Конечно, ходит, поняла Дженевра, едва войдя в дом. Напротив двери висела картина настолько бесстыдная, что ее не повесил бы у себя даже синьор Валони, известный на весь город соблазнитель. Вернее повесил, но в спальне или в кабинете, но никак не в холле, у всех на виду. Нужно было отвести взгляд от непристойного полотна, но он словно примерз. Щеки пылали. Женщина, куртизанка — только у них на теле могут быть рисунки и даже татуировки, которым позавидует и моряк — лежит обнаженная до пояса, ниже укрытая алым шелковым покрывалом. Груди ее пышные, молочно-белые, напряженные соски подкрашены помадой. Рук не видно, они под одеялом. Женщина улыбается томно и смотрит призывно на зрителя.
– Нравится?
– спросил Ланти вкрадчиво.
Дженевра подскочила от неожиданности, наступила на шлейф и начала падать.
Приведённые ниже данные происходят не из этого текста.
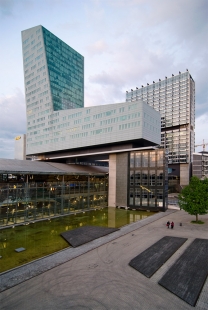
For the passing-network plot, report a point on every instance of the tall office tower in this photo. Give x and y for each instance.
(174, 98)
(54, 80)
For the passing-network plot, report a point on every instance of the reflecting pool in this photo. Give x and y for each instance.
(43, 238)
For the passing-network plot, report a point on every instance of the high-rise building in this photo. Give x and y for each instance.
(54, 80)
(20, 147)
(61, 129)
(174, 98)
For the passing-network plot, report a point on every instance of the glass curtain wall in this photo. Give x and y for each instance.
(148, 180)
(25, 198)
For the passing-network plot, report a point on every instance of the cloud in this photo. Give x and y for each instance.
(98, 47)
(12, 120)
(6, 7)
(201, 130)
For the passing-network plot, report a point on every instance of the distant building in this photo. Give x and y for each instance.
(20, 147)
(200, 165)
(174, 98)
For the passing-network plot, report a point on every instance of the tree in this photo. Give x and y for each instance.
(194, 197)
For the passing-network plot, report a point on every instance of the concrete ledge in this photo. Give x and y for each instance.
(187, 276)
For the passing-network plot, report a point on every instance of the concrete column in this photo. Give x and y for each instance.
(118, 179)
(112, 181)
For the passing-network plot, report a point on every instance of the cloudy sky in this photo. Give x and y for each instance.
(125, 43)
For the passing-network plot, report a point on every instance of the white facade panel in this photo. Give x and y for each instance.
(76, 128)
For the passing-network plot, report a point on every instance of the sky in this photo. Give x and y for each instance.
(125, 44)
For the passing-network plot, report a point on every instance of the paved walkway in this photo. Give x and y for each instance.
(97, 275)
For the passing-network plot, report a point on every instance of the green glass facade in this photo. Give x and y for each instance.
(66, 73)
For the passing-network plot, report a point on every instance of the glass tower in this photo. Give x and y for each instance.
(53, 72)
(174, 98)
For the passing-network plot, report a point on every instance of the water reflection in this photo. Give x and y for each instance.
(43, 238)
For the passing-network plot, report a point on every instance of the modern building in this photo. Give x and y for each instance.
(54, 80)
(174, 98)
(60, 129)
(20, 147)
(33, 190)
(200, 165)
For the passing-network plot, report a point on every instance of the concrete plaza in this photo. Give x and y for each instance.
(97, 275)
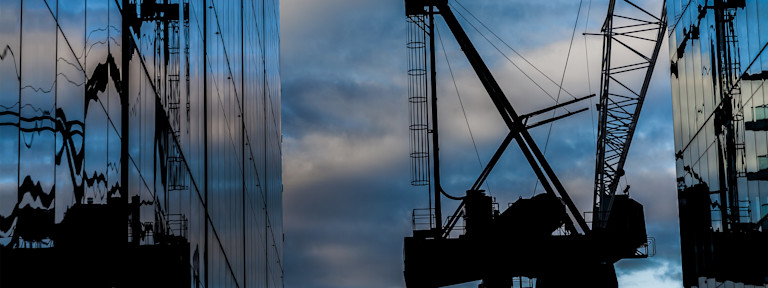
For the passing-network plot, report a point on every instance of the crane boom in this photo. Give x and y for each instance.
(620, 99)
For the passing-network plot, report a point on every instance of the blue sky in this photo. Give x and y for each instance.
(347, 203)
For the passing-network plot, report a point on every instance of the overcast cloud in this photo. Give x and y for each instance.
(348, 202)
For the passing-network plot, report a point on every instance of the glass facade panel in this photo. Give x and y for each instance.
(166, 110)
(718, 70)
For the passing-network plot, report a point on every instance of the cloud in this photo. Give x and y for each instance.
(347, 200)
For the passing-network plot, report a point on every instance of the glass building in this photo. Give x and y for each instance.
(718, 69)
(128, 127)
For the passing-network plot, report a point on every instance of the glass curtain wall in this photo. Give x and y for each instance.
(718, 70)
(197, 82)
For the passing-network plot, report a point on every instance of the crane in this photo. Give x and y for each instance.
(519, 241)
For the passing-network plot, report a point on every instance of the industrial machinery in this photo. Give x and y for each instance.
(519, 241)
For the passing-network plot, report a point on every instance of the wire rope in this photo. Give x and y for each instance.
(461, 103)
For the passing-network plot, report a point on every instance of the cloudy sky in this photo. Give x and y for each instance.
(348, 202)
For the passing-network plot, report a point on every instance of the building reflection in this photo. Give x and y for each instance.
(142, 137)
(718, 68)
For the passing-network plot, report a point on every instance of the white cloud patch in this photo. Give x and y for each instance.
(345, 123)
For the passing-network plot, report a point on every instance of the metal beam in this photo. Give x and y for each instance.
(529, 148)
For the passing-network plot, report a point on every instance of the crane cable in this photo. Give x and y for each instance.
(562, 79)
(513, 50)
(461, 103)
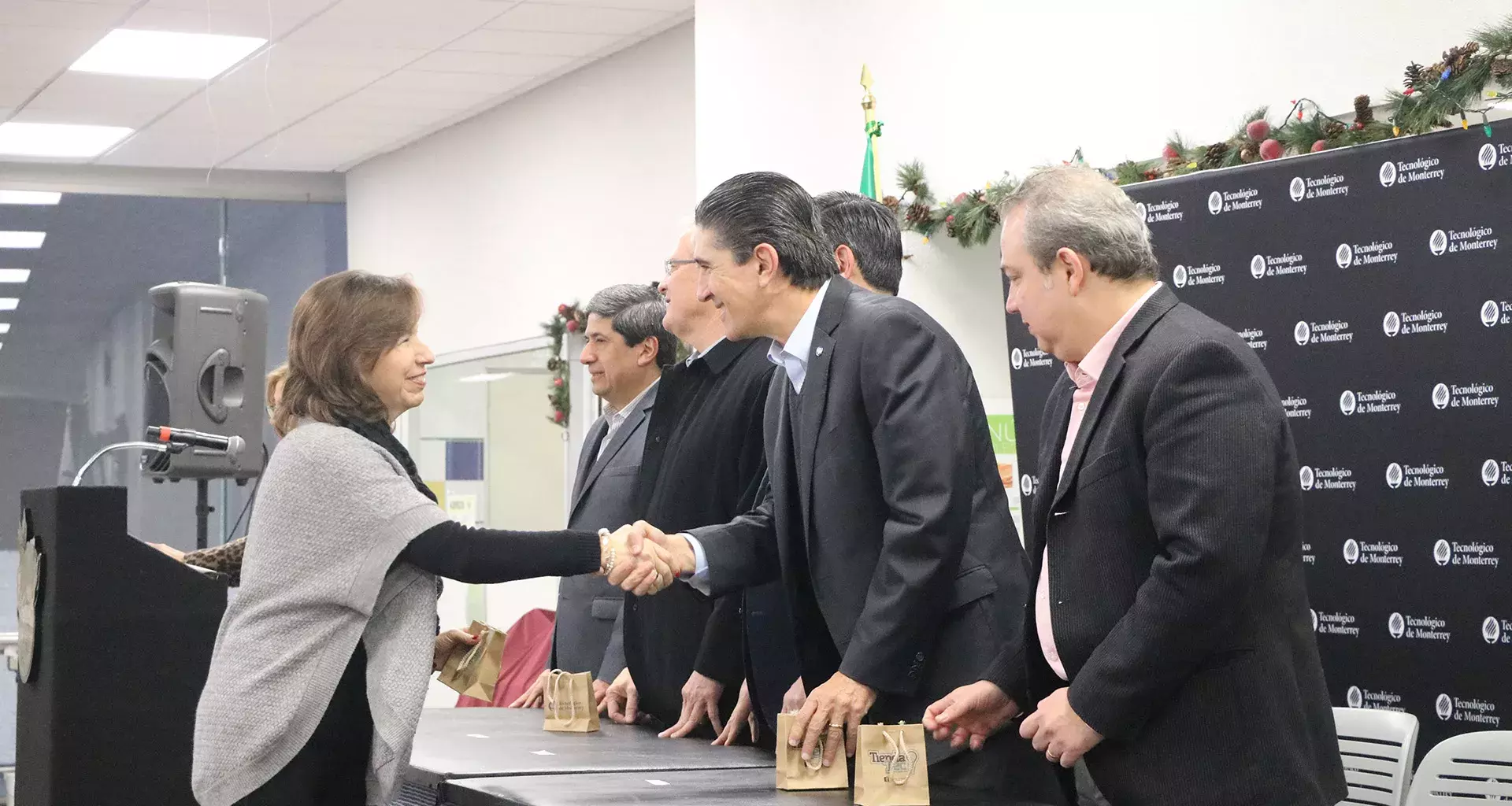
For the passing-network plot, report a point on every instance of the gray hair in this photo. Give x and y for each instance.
(871, 233)
(1078, 209)
(636, 313)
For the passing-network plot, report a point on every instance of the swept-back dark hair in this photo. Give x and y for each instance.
(765, 208)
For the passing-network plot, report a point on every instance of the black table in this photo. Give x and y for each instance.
(678, 788)
(466, 743)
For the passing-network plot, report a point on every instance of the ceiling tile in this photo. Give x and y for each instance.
(65, 16)
(534, 43)
(576, 19)
(655, 5)
(251, 20)
(404, 24)
(502, 64)
(106, 100)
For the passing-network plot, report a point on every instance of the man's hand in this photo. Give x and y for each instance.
(969, 714)
(793, 701)
(832, 711)
(447, 643)
(170, 551)
(534, 696)
(743, 714)
(1058, 730)
(640, 568)
(678, 551)
(624, 701)
(700, 699)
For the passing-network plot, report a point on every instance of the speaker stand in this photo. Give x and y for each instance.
(202, 513)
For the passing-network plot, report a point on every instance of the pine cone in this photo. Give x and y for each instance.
(1362, 114)
(1214, 154)
(1413, 76)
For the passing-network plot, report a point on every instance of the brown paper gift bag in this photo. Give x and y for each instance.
(794, 773)
(473, 671)
(570, 707)
(891, 768)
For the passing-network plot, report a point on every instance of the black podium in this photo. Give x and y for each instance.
(118, 653)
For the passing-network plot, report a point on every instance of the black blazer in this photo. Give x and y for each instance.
(1175, 575)
(895, 504)
(708, 418)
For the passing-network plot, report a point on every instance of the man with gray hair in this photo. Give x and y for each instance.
(1168, 641)
(626, 349)
(865, 239)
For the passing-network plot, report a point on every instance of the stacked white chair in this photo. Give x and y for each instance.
(1466, 770)
(1377, 749)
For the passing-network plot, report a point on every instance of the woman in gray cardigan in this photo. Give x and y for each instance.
(324, 658)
Горячие руки подхватили ее, одна легла на спину раскрытой ладонью, вторая на затылок, сминая уложенные утром косы. Кажется, сердце перестало биться. Дженевра замерла, не дыша,
Ланти поставил ее ровно и убрал руки. Крикнул:
– Бригелла! Где тебя носит?! Проводи синьору в ее комнату!
И ушел.
* * *
По легенде вода в Ведьмином источнике была целебной, но Альдо в легенды не верил. Вода как вода. Он прополоскал кисти, убрал их в футляр и начал собираться. Рауле Басси, разглядывающий лист последние минут десять, наконец отмер и потянулся к своим карандашам.
– «Что за блажь?», как говорят почтенные синьоры из Академии. Зачем тащиться в такую даль с красками ради пары кроликов?
– Видел «Искупительную жертву» Аломана?
– поинтересовался Альдо у своего друга.
Тот кивнул и пожал плечами. О картинах роанатца он был невысокого мнения, да и вообще под сомнение ставил существование у них пристойной живописи. Да и есть ли она вообще где-то за пределами прекрасной Сидоньи?
– Несчастный козел издох на третий день, - Альдо скормил разомлевшему кролику капустный лист.
– Привели следующего, и следующего, и следующего. Великовата цена для картины, которую продали за три сотни серебряников.
– Зажарим их на ужин?
– Басси утратил интерес к теме, теперь его волновали жирные кролики.
Альдо хлопнул в ладони, животные подскочили и скрылись в траве. Басси досадливо поморщился и съязвил:
– Ах, да. Ты же ешь только рыбу. Это потому, что с ней не о чем поговорить?
– Я люблю рыбу.
Они с Рауле знали друг друга целую вечность, были оба подростками, когда очутились в мастерской синьора Фронутти. Прославленный мастер был прижимист, а юные его ученики прожорливы и шкодливы. Они быстро научились, что вместе легче, чем порознь; дружба родилась из выгоды и длилась уже больше двадцати лет. И в этой дружбе не было места зависти и обидам.
Пообедали в итоге хлебом и сыром, глядя, как разгорается над заливом закат. Жарко заспорили, какие следует взять пигменты, чтобы запечатлеть это сочное буйство красок. Будь с ними третий их приятель, Базиле Мондо, и спор наверняка перерос бы в драку. Но Базиле стало тесно с Ланти и Басси в одном городе, и он отправился к вандомэсскому двору. Сидонские живописцы везде в чести.
– Альдо, - проговорил Рауле, когда спор утих, сойдя на нет.
– Что может хотеть стрега?
– Твою душу.
– Я имел в виду — в подарок?
Альдо посмотрел на друга, и сердце кольнула тревога.
– Стрега, Рауле?
– Почтенная дама, - зачем-то принялся уверять его Басси.
– У нее чайная лавка в южной части, у порта. Ее чай с травами и пряностями излечил мою простуду и хандру этой зимой. Она красива.
– Стреги всегда красивы.
Нет, красивы девушки из Дворца Наслаждений. Красива юная Дженевра, что ждет его дома. Стреги… в них нечто большее, нечто первозданное. Невольно на ум приходят старинные баллады, в которых Любовь, Мир и Сила, совокупляясь, порождают пленительных демонов. Говорят, стреги по ночам превращаются в туман, проникают в спальни и вытягивают кровь из женщин и семя из мужчин. Говорят, стрега мале, их проклятье невозможно снять.